No começo do século XX as discrepâncias quanto ao entendimento da obra do diplomata florentino permitirão o aparecimento de várias interpretações, sensivelmente divergentes. Mussolini (1883-1945) o transformará em precursor do fascismo e Gramsci (1891-1937), marxista, assimilará ao príncipe ideal renascentista o partido do proletariado, como instrumento contemporâneo de sua vontade e ação coletiva.


Maquiavel na Atualidade

Modernamente, os estudos têm procurado romper com a tradição de crítica do ponto de vista moral, ou com a utilização da obra de Maquiavel como instrumento ideológico. Procura-se mais amplamente determinar a contribuição específica que ele deu à história das idéias, especialmente aquilo que se refere aos domínios pertencentes à ciência política.

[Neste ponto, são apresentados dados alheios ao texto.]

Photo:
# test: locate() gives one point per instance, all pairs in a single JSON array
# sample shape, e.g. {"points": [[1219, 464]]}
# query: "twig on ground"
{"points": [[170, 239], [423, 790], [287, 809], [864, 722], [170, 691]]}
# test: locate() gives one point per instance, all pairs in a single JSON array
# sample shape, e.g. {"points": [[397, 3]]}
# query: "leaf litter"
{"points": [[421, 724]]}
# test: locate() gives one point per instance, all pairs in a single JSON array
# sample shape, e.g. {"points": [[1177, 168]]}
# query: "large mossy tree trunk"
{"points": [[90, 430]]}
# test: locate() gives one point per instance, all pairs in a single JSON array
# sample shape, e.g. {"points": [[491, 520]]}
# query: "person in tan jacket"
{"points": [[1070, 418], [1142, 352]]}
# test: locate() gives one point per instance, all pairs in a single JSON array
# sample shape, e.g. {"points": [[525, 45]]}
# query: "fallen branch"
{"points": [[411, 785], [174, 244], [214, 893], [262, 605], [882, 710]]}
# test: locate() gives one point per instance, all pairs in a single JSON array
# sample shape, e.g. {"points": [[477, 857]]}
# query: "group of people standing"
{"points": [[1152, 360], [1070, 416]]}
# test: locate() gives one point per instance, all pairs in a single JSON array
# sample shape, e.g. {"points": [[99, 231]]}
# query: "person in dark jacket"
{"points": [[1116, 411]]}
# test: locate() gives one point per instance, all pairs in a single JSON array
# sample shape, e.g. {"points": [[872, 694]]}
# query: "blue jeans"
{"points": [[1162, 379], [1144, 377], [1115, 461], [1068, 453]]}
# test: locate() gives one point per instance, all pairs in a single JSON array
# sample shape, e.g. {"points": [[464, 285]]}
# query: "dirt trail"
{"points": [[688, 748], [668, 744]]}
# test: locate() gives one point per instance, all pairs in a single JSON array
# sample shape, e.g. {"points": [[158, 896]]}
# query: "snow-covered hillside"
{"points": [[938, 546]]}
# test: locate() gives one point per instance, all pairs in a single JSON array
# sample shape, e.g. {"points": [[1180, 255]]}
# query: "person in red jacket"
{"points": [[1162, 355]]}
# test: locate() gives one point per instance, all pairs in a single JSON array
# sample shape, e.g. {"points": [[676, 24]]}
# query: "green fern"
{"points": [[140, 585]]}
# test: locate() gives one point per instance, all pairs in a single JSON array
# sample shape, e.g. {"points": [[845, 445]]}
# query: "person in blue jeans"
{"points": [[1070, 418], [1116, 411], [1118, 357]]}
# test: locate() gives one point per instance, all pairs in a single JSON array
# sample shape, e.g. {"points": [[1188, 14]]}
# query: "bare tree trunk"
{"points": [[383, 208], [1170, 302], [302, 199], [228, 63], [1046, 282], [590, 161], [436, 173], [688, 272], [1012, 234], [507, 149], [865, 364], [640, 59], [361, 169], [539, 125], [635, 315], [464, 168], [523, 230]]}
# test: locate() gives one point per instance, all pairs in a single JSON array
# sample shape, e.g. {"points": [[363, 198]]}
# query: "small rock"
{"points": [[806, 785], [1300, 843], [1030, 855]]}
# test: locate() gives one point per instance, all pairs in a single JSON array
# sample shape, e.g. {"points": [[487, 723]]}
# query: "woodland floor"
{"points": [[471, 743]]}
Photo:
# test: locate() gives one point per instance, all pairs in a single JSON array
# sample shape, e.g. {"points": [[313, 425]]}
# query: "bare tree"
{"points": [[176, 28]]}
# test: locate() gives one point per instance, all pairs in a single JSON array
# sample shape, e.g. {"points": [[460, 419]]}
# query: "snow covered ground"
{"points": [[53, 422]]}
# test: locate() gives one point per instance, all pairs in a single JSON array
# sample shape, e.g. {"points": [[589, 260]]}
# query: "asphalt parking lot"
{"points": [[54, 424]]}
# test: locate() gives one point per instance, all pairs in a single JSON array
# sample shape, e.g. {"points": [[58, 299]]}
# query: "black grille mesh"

A tendência é não mais ver o pensamento de Maquiavel como geometria euclidiana da política eterna, mas como pensamento de seu tempo. Por outro lado, o problema da existência ou não de unidade intrínseca entre seus diversos escritos – especialmente os Discursos Sobre a Primeira Década de Tito Lívio e O Príncipe – não é avaliado segundo as disputas filosóficas que propiciou. O maquiavelismo antecede a Maquiavel como repositório de práticas que informavam a ação dos detentores do poder; ele simplesmente teria sistematizado esse conhecimento, transformando-o em engenharia operacional de governo. Nela não haveria lugar para a moral, e o amoralismo dos meios não prejudicaria os resultados se estes são bons. Voltado para a história, Maquiavel teria aprendido que as grandes obras humanas, como a criação de Estados e religiões, impuseram aos fundadores o uso de todos os recursos. E o que fez foi simplesmente aceitar essa realidade como um dado concreto e definidor da natureza humana.

É lícito discordar dessas idéias, mas é difícil demonstrar que o convívio político entre os homens tenha sido outro. Se existem boas teorias políticas, a prática é sempre diferente. Maquiavel simplesmente fez da prática uma teoria. O enunciado brutal dos princípios do maquiavelismo, com sua chocante amoralidade, explicitaria a realidade interna do poder político. E isso talvez seja uma contribuição não pequena para a superação desse amoralismo.